Saturday, 11 December 2010

Interview with Make Me King

Lancashire’s Make Me King are taking their merry brand of melodic alternative rock on the road to promote “The Whisper is a Hint” (RiotPop Records). As their eponymous song says, “every boy needs a score”, and these guys seem to have done that very highly with a polished and professional debut EP.

“Since we started all this, for like three years, all I’ve wanted to do is live in a van touring,” sighs bassist Lewis Clark, his youthful expectation hidden behind thick facial hair which didn’t need anyone shaking Movember sponsorship forms to get going.

Guitarist Jack Mason, having helped Deep Elm Records’ Last Lungs on their national tour earlier this year, nods his head sagely; “There’s nothing better. You’re partying, you’re drinking, you may or may not be doing drugs, and you’re playing gigs. It does me.”


Formed three years ago at a college in Preston, the path which leads the twenty-somethings to publicising their debut appears to have been not merely direct but lined with travelators. The tangible result is an album brimming with attitude, confidence and youthful zeal, one with a coherence which hides the truth of its disjointed origins.

Guitarist Sean Marshall explains, “The thing is, it didn’t all get recorded in one section. It’s more luck, to be honest, if it all sounds like it works together. We kinda put “Every Truth or Dare” in the middle of our set and worked things out from there.”

“We started out pretty pop punk,” Jack chips in, “and now we’ve preferred to write now we’ve grown up over the years.”

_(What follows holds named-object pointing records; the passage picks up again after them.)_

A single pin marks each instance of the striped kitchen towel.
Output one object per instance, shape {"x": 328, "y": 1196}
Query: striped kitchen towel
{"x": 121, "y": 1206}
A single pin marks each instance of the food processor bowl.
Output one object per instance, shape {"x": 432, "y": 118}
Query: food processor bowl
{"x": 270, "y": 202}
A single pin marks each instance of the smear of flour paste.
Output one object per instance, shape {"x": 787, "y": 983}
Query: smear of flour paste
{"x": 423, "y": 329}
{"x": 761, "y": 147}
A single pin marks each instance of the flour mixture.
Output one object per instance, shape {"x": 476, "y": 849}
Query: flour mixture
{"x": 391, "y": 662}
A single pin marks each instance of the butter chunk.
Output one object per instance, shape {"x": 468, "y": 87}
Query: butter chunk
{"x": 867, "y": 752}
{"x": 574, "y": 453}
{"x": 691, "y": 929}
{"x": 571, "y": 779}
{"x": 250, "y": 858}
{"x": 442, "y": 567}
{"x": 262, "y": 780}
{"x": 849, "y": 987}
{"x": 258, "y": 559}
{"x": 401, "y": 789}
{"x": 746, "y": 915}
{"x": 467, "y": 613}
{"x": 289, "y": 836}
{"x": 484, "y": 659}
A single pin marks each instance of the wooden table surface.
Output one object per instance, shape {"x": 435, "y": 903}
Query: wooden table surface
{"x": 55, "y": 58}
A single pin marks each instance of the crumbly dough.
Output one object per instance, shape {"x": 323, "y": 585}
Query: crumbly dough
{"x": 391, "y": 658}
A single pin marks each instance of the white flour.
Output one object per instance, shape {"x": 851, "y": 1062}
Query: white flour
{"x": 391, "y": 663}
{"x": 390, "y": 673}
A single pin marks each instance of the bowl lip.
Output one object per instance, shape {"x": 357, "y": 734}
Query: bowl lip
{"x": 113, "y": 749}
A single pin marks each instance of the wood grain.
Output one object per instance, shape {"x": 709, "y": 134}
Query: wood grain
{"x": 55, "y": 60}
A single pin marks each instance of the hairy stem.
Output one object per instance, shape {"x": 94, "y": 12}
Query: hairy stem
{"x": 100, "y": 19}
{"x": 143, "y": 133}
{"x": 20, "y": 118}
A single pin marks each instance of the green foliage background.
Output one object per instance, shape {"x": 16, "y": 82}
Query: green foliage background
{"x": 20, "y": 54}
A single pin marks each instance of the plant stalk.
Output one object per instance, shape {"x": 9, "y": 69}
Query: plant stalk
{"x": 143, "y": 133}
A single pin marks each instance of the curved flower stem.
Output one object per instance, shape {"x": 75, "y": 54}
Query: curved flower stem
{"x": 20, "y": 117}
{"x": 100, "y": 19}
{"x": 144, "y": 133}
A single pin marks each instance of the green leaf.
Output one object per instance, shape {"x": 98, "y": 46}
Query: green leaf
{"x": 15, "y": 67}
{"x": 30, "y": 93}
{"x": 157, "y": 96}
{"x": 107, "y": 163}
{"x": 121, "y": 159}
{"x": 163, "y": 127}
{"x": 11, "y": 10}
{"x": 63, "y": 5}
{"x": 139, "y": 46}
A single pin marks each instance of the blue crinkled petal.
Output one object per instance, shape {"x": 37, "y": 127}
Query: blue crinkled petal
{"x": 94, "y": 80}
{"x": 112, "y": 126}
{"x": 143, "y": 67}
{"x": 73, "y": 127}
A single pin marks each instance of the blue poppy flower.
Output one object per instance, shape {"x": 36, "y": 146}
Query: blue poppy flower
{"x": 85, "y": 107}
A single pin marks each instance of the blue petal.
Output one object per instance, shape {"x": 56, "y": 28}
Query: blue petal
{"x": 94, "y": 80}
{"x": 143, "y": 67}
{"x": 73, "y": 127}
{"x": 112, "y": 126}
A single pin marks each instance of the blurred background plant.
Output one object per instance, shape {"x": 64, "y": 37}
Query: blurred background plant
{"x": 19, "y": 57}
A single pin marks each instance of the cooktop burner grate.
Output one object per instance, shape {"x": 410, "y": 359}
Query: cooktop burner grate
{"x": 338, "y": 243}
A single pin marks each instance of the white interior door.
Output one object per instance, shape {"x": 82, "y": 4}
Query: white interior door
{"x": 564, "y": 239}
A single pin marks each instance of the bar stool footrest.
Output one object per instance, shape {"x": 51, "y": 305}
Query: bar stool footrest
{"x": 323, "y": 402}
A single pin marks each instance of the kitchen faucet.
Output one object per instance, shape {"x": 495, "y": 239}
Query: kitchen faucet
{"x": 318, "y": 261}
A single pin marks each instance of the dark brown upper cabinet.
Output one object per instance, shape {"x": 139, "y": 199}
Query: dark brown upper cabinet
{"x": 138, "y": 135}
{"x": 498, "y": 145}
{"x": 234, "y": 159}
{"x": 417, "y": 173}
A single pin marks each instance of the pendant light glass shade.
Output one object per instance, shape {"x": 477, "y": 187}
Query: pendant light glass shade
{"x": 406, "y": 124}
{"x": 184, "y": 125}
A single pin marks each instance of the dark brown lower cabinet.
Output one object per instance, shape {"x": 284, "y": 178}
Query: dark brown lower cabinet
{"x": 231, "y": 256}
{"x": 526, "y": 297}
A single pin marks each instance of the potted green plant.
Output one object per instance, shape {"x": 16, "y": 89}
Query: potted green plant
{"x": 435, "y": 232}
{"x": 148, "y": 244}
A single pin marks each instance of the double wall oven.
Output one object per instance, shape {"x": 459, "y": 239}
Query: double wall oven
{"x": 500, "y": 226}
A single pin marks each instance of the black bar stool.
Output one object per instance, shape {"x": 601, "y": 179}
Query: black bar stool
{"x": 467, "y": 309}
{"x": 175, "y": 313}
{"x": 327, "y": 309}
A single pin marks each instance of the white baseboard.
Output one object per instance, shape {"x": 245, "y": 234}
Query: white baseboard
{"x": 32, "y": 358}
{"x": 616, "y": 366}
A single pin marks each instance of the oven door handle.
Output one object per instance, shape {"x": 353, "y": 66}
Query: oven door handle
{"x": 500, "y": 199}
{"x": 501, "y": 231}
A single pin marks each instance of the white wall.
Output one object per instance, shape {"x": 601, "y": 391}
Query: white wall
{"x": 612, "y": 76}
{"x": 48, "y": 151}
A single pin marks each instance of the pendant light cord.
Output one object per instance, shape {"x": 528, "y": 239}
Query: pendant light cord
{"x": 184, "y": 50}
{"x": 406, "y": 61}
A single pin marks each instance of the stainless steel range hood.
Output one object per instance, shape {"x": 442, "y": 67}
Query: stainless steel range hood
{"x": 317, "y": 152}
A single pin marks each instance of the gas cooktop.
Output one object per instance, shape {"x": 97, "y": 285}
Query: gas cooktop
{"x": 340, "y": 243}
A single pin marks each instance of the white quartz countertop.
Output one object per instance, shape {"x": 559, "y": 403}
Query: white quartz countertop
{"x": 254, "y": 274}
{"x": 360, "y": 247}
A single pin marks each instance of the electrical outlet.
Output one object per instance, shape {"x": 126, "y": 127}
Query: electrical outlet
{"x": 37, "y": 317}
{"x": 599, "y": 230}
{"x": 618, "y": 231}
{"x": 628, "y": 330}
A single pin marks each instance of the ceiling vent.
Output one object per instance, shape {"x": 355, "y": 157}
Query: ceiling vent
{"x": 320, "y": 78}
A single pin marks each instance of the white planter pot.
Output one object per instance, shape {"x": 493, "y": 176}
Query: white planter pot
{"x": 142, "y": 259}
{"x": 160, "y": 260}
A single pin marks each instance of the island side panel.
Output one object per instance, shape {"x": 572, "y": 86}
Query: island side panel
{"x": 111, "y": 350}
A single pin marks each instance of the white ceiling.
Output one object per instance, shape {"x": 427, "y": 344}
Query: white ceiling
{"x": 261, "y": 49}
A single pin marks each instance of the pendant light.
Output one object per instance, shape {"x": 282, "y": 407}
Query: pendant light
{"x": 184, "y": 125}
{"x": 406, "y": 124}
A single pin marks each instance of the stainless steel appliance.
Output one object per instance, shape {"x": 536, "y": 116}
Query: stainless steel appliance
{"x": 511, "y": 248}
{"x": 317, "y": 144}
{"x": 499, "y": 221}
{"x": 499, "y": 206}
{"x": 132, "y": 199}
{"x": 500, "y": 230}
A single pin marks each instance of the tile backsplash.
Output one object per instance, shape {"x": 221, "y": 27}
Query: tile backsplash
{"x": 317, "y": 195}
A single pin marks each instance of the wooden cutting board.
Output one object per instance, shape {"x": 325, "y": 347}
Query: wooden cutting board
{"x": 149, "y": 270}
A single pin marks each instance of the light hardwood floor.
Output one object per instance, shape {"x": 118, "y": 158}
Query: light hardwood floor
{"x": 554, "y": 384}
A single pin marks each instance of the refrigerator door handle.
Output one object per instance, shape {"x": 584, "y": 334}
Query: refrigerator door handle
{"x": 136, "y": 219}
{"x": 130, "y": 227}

“Growing up” strikes as a bold claim for the lads as they snigger, chuckle and wisecrack through the interview, relishing with broad grins the chances afforded them and their highly strung set of songs. In the pop-punk tradition, though notably broadened out and matured, their take on the ubiquitous genre is particularly sharp.
Particularly dangerous territory is this sort of thing, littered with Lost Prophets and Fightstar comparisons. Credit to them for knowing how often to hat-tip influences whilst making a path of their own, even if enquiring about influences sets off minor squabbles and layers of interrupted over-talking.

“Right, Jack, just choose two albums, like when you started out or something, and I’ll think about mine,” suggests Sean in full diplomacy mode.

“I kinda loved the old Panic! At The Disco sound on the first....”
“Bastard! Bastard, you stole my one...”

Lewis goes for the rare trait of answering the question.
“Yeah, there’s kinda different things, I dunno, Brand New, like, were a massive influence. Me especially, that guy [Jesse Lacey] is a fucking genius”.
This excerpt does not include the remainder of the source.